Long after his celebrity faded at home, Lewis was wildly popular in France, where he was hailed as “le Roi du Crazy” (the king of crazy) and inducted into the Legion of Honor, France’s highest award, in 1984. He received a similar honor in 2006.
Lewis, born Joseph Levitch on March 16, 1926, in Newark, New Jersey, started on upstate New York’s Borscht Belt comedy circuit as a singer at age 5.
In 1960, he made his movie directorial debut with “The Bellboy” and starred in the storybook parody “Cinderfella.” Three years later, he starred in his most popular movie, the self-directed “Nutty Professor,” playing a nerdy academic who makes a potion that turns him into the obnoxiously hip Buddy Love.
Lewis became closely associated with his annual Labor Day telethon to benefit children with muscular dystrophy. He first started doing telethons for the Muscular Dystrophy Association in 1952 before retiring from the job in 2011.

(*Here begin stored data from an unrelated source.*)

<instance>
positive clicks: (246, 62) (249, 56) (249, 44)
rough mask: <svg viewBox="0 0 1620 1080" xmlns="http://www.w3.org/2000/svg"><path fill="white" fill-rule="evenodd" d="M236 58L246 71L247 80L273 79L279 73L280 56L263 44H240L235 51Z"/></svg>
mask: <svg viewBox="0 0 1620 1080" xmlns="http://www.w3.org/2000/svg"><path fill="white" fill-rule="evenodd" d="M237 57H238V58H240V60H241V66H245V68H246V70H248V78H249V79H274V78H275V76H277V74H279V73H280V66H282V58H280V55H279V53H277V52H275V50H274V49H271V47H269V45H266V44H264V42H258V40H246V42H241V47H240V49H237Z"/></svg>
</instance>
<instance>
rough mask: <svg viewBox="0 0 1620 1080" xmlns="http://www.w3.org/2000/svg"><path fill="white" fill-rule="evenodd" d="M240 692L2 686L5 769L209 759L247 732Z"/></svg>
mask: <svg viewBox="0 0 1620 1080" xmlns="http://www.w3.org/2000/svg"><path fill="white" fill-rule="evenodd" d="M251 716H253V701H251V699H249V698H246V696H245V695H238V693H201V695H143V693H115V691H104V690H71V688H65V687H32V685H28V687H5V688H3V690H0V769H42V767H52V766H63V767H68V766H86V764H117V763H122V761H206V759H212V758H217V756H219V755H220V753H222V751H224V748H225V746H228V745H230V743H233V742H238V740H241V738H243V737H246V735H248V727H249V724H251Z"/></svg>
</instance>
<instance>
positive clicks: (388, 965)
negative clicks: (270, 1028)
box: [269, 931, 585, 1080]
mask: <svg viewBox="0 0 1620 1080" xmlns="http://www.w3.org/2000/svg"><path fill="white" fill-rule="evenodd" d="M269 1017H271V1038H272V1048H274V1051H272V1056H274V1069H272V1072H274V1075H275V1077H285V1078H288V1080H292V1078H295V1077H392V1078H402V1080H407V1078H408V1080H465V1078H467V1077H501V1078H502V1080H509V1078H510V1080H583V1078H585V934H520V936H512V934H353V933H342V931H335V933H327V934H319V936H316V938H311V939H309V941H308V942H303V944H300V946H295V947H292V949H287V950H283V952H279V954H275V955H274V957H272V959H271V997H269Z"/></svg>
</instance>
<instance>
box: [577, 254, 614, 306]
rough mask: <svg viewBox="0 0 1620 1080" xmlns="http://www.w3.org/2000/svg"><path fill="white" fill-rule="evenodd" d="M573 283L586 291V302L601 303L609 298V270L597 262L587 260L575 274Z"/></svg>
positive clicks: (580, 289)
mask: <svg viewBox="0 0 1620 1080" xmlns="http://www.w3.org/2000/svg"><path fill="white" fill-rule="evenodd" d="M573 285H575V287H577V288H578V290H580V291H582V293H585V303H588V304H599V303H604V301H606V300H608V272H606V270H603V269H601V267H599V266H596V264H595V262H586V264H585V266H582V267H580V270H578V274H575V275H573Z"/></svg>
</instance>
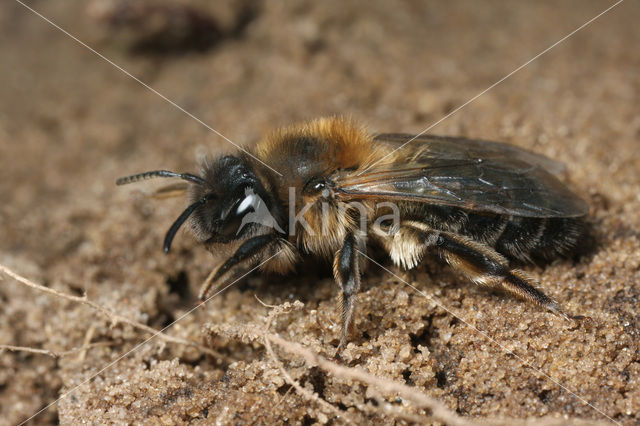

Cazau said that from their inception in 1966 his Labor Day telethons had raised $2.45 billion over some 45 years. Cazau also said Lewis had been planning to make onstage appearances over the next few months, in New York, and in Las Vegas next year. “He was not a quitter,” she said.
Lewis had a movie revival in 1982, winning acclaim as an arrogant talk show host kidnapped by an obsessed fan in “The King of Comedy.” He scored another late-career triumph with his 1995 Broadway debut in a revival of “Damn Yankees” and appeared in the film “Funny Bones” that same year.
“Jerry Lewis was a master. He was a giant. He was an innovator. He was a great entertainer,” said Martin Scorsese, his director in “The King of Comedy.”
Lewis was beset for years by numerous ailments, including heart attacks, an inflammatory lung disorder and chronic back pain caused by pratfalls earlier in his career.
Lewis had homes in Las Vegas and San Diego. He had six sons with singer Patti Palmer, including Gary of the rock group Gary Lewis and the Playboys. After a divorce, Lewis married SanDee Pitnick in 1983, with whom he adopted a daughter.